Invest in developing the required skills and capabilities

Many organisations fail to sufficiently forward plan the development of the capabilities they need to operate their business effectively and provide customers with the quality of product expected and level of service required now and in the future. Smart organisations ensure that every function, line of business and geographic region has a clear handle on the skills, experience and capabilities they require in the future and whether what they have today is sufficient. Where gaps today are identified they should be used to drive recruitment, staff development planning and training needs.

 

Maturity and competency assessments

Many organisations fail to regularly evaluate the maturity of staff knowledge, skills, experience and track records. They fail to appreciate the importance of keeping staff knowledge current, relevant and up to date. Smart organisations conduct maturity assessments frequently to pinpoint where there are gaps that need to be addressed. This in turn helps to inform staff development and training plans. Smart organisations understand how their staff go about their daily work and how efficient and effectively they conduct it. They also seek to ensure that their staff develop the right attitude towards their work in addition to developing the right skills and knowledge.

Maturity benchmarking

Many organisations not only struggle to assess their own internal maturity but also to benchmark their maturity against their competitors this helps the organisation to understand not only where their strengths and weaknesses are but also where their competitors are. This information in turn helps the management team to work out how best to position themselves against the competition.

 

Don’t underinvest in Training, but do re-focus scarce training funds

Many organisations have cutback significantly on their training budgets in recent years as the global recession has dominated planning and investment.
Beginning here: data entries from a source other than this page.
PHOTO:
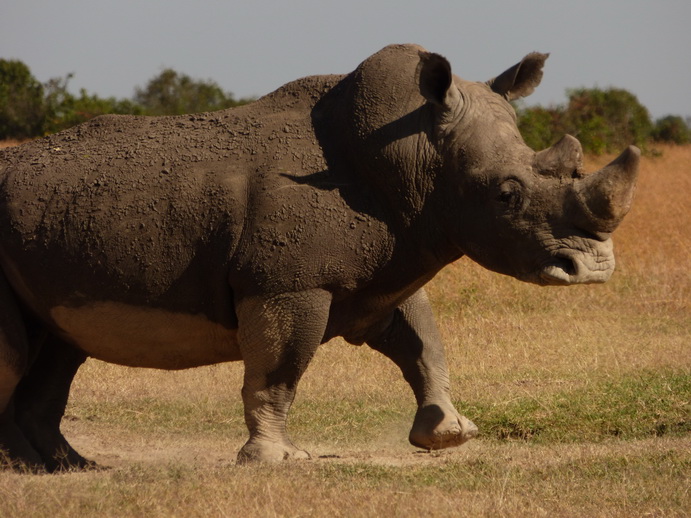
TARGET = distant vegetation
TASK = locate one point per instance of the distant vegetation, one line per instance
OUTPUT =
(30, 109)
(603, 120)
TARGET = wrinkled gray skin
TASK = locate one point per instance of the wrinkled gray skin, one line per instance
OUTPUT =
(259, 233)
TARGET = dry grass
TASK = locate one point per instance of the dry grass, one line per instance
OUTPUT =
(596, 376)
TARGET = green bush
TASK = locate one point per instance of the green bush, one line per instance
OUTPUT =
(541, 127)
(64, 110)
(607, 121)
(171, 93)
(672, 129)
(604, 121)
(22, 106)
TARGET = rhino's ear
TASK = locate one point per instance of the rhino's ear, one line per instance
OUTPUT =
(434, 77)
(521, 79)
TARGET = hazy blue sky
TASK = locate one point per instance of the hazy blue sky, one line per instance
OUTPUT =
(251, 48)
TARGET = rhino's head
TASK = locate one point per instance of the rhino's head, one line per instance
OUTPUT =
(535, 216)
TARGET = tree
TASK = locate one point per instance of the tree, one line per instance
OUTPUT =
(22, 107)
(607, 120)
(171, 93)
(604, 121)
(64, 110)
(672, 129)
(541, 127)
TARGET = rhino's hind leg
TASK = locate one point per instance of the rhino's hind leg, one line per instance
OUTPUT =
(40, 401)
(412, 341)
(277, 339)
(15, 449)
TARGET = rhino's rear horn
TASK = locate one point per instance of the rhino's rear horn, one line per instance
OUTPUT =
(606, 195)
(563, 159)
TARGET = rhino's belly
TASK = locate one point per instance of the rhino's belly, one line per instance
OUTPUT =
(146, 337)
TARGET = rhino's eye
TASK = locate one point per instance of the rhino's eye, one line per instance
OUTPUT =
(506, 197)
(510, 194)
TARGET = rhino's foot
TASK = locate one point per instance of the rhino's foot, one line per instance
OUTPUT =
(16, 453)
(440, 426)
(258, 450)
(67, 459)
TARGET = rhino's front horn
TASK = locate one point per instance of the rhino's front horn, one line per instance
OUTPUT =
(607, 194)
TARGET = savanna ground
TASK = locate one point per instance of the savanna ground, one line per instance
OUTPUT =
(581, 395)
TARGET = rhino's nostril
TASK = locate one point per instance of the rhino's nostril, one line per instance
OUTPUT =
(565, 264)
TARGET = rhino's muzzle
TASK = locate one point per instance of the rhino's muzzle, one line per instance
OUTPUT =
(576, 268)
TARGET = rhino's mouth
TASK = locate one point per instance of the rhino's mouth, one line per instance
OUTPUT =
(564, 269)
(561, 270)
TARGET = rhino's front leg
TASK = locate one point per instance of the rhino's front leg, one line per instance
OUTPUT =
(412, 341)
(278, 337)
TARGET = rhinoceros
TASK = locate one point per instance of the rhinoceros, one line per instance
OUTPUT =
(257, 233)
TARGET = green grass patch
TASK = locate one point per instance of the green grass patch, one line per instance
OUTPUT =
(633, 406)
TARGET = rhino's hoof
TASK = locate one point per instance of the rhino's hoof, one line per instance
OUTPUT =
(436, 428)
(269, 452)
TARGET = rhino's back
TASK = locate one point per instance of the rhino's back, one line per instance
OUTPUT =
(147, 208)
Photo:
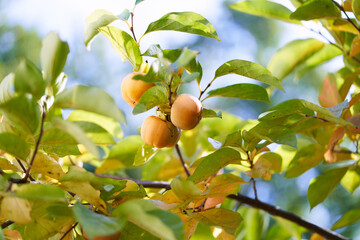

Smart organisations realise that the trick is to focus scarce training funds on the staff and topic areas that will deliver the biggest return for the organisation for example, product and service innovation, market research, sales and customer service.

 

Don’t cut-back on developing the team

Many organisations fall into the trap of concentrating on training the individual but not training the team to act as a team. Smart organisations are investing more in building a ‘One Organisation’ culture across the breadth of the enterprise. This helps to overcome departmental, functional, line of business and geographic barriers to working together in a more integrated and joined-up way. Encourage collaborative thinking, proposition development, cross-selling and marketing, and innovation activities to help stimulate shared understanding and generate growth opportunities.